BACKGROUND: Bacille Calmette-Guerin (BCG) is effective in preventing disseminated tuberculosis (TB) in children but may also have non-specific benefits, and is thought to improve immunity to unrelated antigens through trained innate immunity. In HIV-infected infants, there is a risk of BCG-associated adverse events. We aimed to explore whether delaying BCG vaccination by 8 weeks, in utero or perinatal HIV infection is excluded, affected T-cell responses to B. pertussis (BP) and tetanus toxoid (TT), in HIV-exposed, uninfected infants. METHODS: Infants were randomized to receive BCG vaccination at birth or 8 weeks of age. At 8 and 14 weeks, T cell proliferation and intracellular cytokine (IL-2, IL-13, IL-17, and IFN-γ) expression was analyzed in response to BP, TT and Staphylococcal enterotoxin B (SEB) antigens. RESULTS: Delaying BCG vaccination did not alter T-cell proliferation to BP or TT antigens. Infants immunized with BCG at birth had higher CD4+ T cell proliferation to SEB at 14 weeks of age (p=0.018). Birth-vaccinated infants had increased CD8+ IL-2 expression in response to BP, but not TT or SEB, at 8 weeks. Infants vaccinated with BCG at 8 weeks had significantly lower IL-13 expression by BP-specific CD4+ and CD8+ T cells at 14 weeks (p=0.032 and p=0.0035, respectively). There were no observed differences in multifunctional cytokine response to TT, BP or SEB between infants vaccinated with BCG at birth versus 8 weeks of age. CONCLUSION: Delaying BCG vaccination until 8 weeks of age results in robust T-cellular responses to BP and TT in HIV-exposed infants. CLINICAL TRIAL REGISTRY: NCT02062580.

In-utero exposure to maternal HIV infection alters T-cell immune responses to vaccination in HIV-uninfected infants.
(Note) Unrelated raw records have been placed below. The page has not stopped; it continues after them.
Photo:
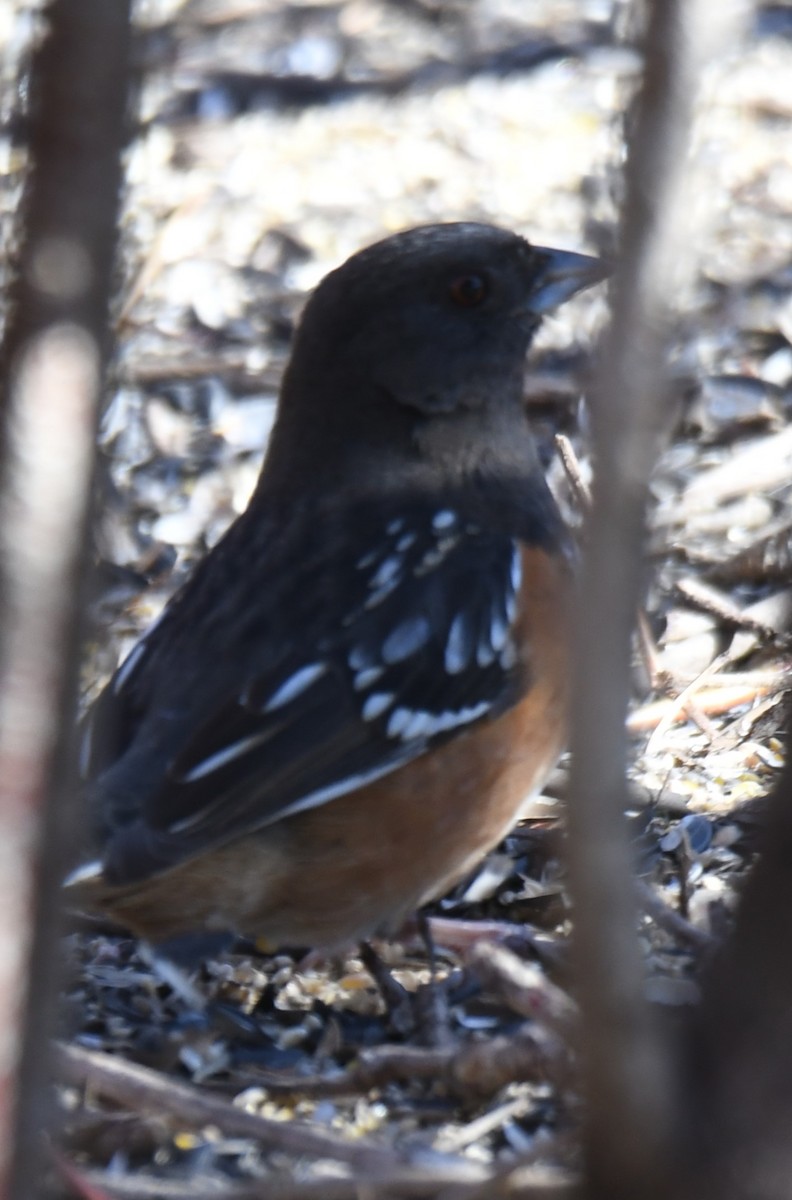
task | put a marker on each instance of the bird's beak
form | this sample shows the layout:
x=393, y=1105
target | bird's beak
x=562, y=273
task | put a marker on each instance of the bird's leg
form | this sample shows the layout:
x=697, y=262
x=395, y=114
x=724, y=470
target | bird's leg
x=431, y=1001
x=397, y=1000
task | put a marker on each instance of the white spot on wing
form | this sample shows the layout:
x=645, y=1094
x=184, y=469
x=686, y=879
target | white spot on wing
x=484, y=652
x=387, y=571
x=406, y=640
x=84, y=874
x=415, y=723
x=498, y=631
x=295, y=685
x=444, y=519
x=459, y=647
x=376, y=705
x=516, y=568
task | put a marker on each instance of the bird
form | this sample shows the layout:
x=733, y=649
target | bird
x=345, y=707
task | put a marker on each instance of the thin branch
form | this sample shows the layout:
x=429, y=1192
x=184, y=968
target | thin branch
x=630, y=1110
x=52, y=364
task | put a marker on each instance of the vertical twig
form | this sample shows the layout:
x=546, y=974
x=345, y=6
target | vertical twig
x=625, y=1069
x=52, y=369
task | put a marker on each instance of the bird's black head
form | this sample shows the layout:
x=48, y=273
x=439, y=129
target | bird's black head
x=427, y=325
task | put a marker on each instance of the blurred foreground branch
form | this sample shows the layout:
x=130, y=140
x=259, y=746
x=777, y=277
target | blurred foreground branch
x=52, y=371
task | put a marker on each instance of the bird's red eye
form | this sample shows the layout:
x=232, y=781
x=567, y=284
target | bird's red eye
x=468, y=291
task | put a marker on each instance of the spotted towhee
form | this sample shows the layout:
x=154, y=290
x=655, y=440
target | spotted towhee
x=348, y=702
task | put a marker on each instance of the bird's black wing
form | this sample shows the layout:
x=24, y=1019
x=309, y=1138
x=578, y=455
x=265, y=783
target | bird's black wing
x=407, y=640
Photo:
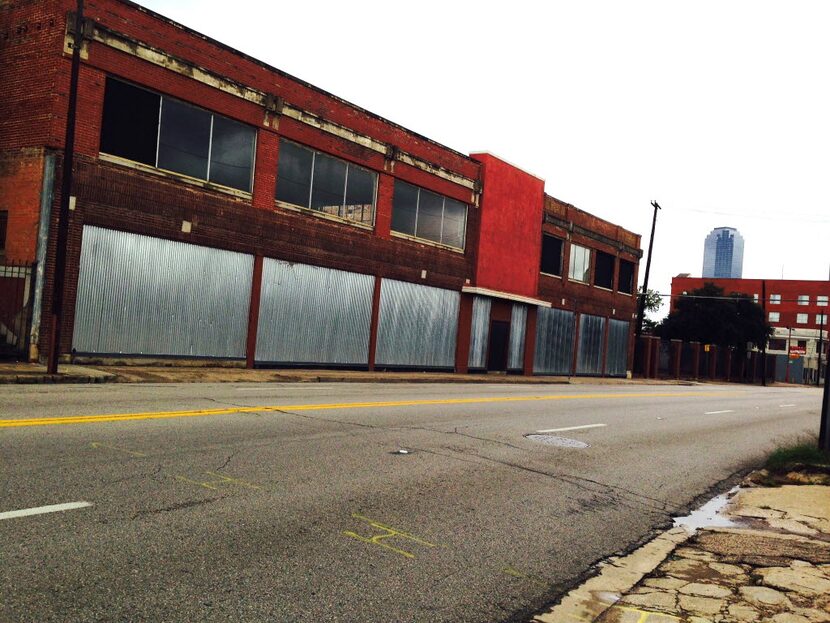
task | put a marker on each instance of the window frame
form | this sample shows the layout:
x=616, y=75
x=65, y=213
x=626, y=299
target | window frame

OBJECTIVE: In sub-Saharan Africa, HIV-exposed uninfected (HEU) infants have higher morbidity and mortality than HIV-unexposed infants. To evaluate whether immune dysfunction contributes to this vulnerability of HEU infants, we conducted a longitudinal, observational cohort study to assess T-cell immune responses to infant vaccines (Mycobacterium bovis BCG and acellular pertussis) and staphylococcal enterotoxin B (SEB). In total, 46 HEU and 46 HIV-unexposed infants were recruited from Khayelitsha, Cape Town. METHODS: Vaccine-specific T-cell proliferation (Ki67 expression) and intracellular expression of four cytokines [interferon-γ, interleukin (IL)-2, IL-13 and IL-17] were measured after whole blood stimulation with antigens at 6 and 14 weeks of age. RESULTS: HEU infants demonstrated elevated BCG-specific CD4 and CD8 T-cell proliferative responses at 14 weeks (P  = 0.041 and 0.002, respectively). These responses were significantly increased even after adjusting for birth weight, feeding mode and gestational age. Similar to BCG, increased CD4 and CD8 T-cell proliferation was evident in response to SEB stimulation (P  = 0.004 and 0.002, respectively), although pertussis-specific T cells proliferated comparably between the two groups. Within HEU infants, maternal CD4 cell count and length of antenatal antiretroviral exposure had no effect on T-cell proliferation to BCG or SEB. HIV exposure significantly diminished measurable cytokine polyfunctionality in response to BCG, Bordetella pertussis and SEB stimulation. CONCLUSION: These data show for the first time, when adjusting for confounders, that exposure to HIV in utero is associated with significant alterations to CD4 and CD8T-cell immune responses in infants to vaccines and nonspecific antigens.